Seriously, folks. No, I'm not really conspiring to commit murder, but there are certain people in life who always have the wrong thing to say. They strain out a gnat and swallow a camel. For some reason my Christianity sneaks out with the garbage and I want to start a good ole American catfight, claws and all.
Seriously. The funny thing is, and I don't mean ha-ha funny, is that seven churches in our area just completed a series of seven nightly meetings as an outreach and to bring more unity among churches. We had wonderful, uplifting services and heard some excellent preaching that definitely made me reconsider some of my lines of thinking. Such as being cynical in one breath and asking God's spirit to move among us in the next moment. Ha. So why do I want to slug this person, put laxative in their coffee, shave their pet, etc., etc.?
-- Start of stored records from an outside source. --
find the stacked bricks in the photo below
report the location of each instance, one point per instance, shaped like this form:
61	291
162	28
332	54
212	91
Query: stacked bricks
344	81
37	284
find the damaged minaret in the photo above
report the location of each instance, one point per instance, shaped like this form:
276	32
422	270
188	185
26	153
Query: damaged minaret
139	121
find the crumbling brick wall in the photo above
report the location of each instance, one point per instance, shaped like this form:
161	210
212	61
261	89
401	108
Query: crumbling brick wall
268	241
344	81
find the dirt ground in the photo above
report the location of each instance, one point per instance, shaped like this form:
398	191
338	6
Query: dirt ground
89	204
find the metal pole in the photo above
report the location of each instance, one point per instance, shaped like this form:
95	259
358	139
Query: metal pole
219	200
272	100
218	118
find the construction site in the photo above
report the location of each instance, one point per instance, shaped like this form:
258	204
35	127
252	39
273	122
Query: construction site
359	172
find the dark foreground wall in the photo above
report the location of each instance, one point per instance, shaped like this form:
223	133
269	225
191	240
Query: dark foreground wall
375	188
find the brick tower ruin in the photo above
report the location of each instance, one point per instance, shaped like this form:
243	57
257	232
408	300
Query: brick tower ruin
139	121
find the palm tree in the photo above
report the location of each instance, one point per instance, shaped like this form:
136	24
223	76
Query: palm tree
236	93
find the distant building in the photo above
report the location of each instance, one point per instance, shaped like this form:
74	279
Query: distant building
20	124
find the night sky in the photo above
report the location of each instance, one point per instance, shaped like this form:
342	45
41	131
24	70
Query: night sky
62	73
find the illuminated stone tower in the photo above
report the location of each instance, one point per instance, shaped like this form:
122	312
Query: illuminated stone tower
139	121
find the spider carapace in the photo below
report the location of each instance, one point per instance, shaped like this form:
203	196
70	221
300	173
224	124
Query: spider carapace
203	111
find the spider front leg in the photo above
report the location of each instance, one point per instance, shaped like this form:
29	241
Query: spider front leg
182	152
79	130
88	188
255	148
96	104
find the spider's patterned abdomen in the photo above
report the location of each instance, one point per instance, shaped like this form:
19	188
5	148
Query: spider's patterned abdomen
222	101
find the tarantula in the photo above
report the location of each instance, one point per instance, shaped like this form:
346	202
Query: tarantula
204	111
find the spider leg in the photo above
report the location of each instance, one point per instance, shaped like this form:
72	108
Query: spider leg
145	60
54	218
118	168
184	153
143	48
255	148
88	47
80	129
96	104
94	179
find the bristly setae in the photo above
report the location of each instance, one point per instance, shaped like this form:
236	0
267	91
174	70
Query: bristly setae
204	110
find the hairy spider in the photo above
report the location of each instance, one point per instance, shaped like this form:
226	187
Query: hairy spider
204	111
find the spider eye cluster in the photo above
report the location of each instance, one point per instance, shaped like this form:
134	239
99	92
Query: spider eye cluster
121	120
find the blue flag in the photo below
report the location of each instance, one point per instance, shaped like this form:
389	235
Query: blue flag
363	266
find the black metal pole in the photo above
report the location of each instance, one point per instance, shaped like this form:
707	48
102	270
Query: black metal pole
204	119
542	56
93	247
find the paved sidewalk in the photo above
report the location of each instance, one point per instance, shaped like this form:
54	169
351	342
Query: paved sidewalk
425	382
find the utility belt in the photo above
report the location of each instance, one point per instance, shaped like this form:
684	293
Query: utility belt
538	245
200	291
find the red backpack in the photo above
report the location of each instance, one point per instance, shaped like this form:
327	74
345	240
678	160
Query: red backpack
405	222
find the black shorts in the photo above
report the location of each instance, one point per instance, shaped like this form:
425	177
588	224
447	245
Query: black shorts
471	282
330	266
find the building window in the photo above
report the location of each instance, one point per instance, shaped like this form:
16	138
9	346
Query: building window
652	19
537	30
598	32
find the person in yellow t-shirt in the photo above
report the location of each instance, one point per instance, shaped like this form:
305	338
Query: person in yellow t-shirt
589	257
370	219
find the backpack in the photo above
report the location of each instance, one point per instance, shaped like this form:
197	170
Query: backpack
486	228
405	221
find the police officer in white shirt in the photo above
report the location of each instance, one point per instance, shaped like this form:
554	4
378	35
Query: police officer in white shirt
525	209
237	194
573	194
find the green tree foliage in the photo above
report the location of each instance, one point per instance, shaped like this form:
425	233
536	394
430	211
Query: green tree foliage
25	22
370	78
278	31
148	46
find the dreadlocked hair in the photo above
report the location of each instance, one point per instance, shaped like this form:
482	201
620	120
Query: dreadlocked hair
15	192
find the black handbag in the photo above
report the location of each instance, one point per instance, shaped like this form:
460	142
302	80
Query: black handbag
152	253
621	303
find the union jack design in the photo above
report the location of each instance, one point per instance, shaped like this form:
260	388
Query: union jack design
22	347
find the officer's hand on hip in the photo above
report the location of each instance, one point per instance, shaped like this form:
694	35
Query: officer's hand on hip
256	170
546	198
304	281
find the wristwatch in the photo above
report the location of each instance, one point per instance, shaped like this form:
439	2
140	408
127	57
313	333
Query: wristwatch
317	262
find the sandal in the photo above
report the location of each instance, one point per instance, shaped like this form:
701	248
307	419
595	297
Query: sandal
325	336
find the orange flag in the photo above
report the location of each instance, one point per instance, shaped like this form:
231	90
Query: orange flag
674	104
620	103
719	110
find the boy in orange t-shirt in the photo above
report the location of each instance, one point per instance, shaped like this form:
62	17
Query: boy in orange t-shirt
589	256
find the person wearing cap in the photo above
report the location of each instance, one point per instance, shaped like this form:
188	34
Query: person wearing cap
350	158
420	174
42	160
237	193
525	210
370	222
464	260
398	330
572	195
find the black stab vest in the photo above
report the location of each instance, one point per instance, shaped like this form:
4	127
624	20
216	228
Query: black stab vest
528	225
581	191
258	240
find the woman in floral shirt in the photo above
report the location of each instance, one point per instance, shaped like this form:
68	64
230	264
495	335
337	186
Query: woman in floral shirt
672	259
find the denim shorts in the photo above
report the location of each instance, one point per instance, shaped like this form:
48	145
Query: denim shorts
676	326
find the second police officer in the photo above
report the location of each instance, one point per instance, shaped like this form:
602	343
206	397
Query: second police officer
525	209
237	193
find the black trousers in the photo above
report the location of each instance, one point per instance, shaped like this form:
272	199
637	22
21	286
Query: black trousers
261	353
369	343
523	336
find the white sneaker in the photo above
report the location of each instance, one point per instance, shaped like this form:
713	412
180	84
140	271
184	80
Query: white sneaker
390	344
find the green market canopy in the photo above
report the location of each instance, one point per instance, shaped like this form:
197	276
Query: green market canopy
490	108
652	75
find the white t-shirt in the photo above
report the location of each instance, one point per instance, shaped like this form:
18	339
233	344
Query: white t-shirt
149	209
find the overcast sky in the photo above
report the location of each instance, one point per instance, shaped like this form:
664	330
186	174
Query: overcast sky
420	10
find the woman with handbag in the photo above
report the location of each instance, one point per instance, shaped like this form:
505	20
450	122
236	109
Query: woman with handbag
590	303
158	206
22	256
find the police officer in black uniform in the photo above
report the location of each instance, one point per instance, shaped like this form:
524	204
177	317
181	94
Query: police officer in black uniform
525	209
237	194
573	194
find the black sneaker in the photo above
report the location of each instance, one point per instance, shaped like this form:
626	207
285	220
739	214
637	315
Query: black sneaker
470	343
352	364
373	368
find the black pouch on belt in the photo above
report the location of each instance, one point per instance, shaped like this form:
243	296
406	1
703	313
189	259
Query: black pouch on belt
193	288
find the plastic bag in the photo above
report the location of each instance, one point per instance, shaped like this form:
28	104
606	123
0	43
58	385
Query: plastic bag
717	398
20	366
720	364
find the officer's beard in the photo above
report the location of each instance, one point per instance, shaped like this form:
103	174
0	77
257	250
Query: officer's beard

I plead the fifth on the situation, since blogworld is actually a small place and someone who knows me may read this and wonder who I'm talking about. I won't even get into the scenario and this person's snide, asinine, inane, inept, mealy-mouthed, self-righteous, uninformed, sour grapes comments, especially since I know their real motivation for what they said. Snicker.
I do want to tell them, "Would you just do me a favor and go away? Take your nitpickiness elsewhere, your rebellion, your fake piety, your innate ability to say the wrong thing at the right time. Just go away. Siberia or Guam or Bora Bora would be wonderful choices." Of course I would say this with the utmost Christian luuuv.
I think I'm done now. I'm still a fallible woman trying to make her way and get it right. No, this is a reminder that I don't have it all together.
And guess what? Tomorrow is our monthly women's group meeting. Weeee!